James Blaesing and his partner applied to court in May.
Harding’s legal heirs oppose the measure.
They say they already have accepted DNA evidence that Mr. Blaesing’s mother, Elizabeth Ann Blaesing, was the daughter of the 29th President of the United States and Nan Britton.
Harding’s extramarital affair with Britton came to light after his death while in office in 1923.
The feud looms as benefactors prepare to mark the centennial of Harding’s 1920 election with site improvements and a new presidential center in his hometown of Marion, Ohio.
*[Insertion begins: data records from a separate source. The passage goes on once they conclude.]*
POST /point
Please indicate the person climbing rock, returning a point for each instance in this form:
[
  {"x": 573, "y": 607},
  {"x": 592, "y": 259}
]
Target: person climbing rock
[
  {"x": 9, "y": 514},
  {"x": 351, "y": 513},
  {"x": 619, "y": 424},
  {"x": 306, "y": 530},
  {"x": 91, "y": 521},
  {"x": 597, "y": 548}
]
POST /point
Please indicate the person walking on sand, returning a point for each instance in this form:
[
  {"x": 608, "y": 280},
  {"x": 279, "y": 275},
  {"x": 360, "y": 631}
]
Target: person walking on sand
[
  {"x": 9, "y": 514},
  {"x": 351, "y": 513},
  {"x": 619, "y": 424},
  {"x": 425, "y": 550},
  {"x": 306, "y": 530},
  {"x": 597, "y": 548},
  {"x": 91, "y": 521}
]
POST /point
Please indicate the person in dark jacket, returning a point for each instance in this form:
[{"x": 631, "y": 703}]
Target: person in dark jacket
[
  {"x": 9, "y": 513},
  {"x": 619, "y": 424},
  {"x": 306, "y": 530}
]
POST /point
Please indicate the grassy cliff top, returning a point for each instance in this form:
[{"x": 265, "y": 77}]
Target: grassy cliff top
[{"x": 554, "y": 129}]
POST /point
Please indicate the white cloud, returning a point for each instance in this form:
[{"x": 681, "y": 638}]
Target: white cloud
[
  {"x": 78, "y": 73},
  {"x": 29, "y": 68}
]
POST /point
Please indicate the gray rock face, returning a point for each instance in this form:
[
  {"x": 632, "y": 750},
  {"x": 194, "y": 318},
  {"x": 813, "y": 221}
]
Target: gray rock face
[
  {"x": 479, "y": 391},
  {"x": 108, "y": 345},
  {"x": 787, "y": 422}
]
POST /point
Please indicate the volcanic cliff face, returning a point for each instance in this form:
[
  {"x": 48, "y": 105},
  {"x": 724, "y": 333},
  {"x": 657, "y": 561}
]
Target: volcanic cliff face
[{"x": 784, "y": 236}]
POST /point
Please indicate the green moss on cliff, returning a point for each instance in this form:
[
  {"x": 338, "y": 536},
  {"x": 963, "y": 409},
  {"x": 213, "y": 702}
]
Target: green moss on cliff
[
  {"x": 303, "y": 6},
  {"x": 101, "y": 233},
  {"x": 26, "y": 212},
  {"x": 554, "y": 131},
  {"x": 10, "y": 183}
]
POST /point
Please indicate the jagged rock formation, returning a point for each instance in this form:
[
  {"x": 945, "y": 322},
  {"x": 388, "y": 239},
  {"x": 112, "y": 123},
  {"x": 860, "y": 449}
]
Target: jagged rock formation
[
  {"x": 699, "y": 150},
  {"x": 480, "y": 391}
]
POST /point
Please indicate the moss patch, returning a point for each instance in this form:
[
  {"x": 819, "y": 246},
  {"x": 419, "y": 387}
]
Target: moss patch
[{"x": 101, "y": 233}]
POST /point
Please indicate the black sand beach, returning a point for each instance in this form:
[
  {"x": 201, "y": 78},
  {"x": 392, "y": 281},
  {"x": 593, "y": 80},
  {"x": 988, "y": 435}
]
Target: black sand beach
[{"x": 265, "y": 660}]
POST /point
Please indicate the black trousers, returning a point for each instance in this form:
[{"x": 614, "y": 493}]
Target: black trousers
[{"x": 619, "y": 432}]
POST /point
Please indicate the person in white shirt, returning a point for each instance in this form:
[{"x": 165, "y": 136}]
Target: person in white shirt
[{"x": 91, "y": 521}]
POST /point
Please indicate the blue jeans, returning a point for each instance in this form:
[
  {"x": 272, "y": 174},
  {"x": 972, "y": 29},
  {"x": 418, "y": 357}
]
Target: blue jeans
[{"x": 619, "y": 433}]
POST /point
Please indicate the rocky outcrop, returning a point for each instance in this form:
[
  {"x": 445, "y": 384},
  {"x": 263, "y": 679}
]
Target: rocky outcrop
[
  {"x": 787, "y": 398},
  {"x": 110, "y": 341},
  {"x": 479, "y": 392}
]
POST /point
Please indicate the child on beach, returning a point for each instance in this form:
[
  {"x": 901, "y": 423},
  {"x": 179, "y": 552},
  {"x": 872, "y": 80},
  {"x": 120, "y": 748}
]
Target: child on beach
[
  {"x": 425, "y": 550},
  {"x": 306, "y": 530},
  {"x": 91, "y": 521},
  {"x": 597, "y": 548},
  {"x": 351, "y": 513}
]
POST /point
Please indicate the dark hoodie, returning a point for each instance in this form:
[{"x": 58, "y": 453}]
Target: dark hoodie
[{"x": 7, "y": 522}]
Blaesing has reportedly said that he deserves “his story, his mother’s story and his grandmother’s story to be included in the sacred halls and museums of this city.”
You are not the first person to request the exhumation of a known figure in hopes of proving they are related.
María Pilar Abel Martínez, a Spanish tarot card reader, claimed to be the artist’s daughter Salvador Dali after his mother had an affair with him.
A judge reportedly agreed that Dalí’s body could be exhumed and DNA tests later showed that she was not the artist’s daughter.
In January this year, relatives of American gangster John Dillinger are said to have called off their efforts to exhume the body of the Depression-era criminal.
The gangster’s nephew, Michael C Thompson, had reportedly requested the exhumation of Dillinger’s remains as part of a History Channel documentary.
The permit did not give a reason for the request, but the exhumation of the remains could have responded to a conspiracy theory that Dillinger is not buried in his marked grave.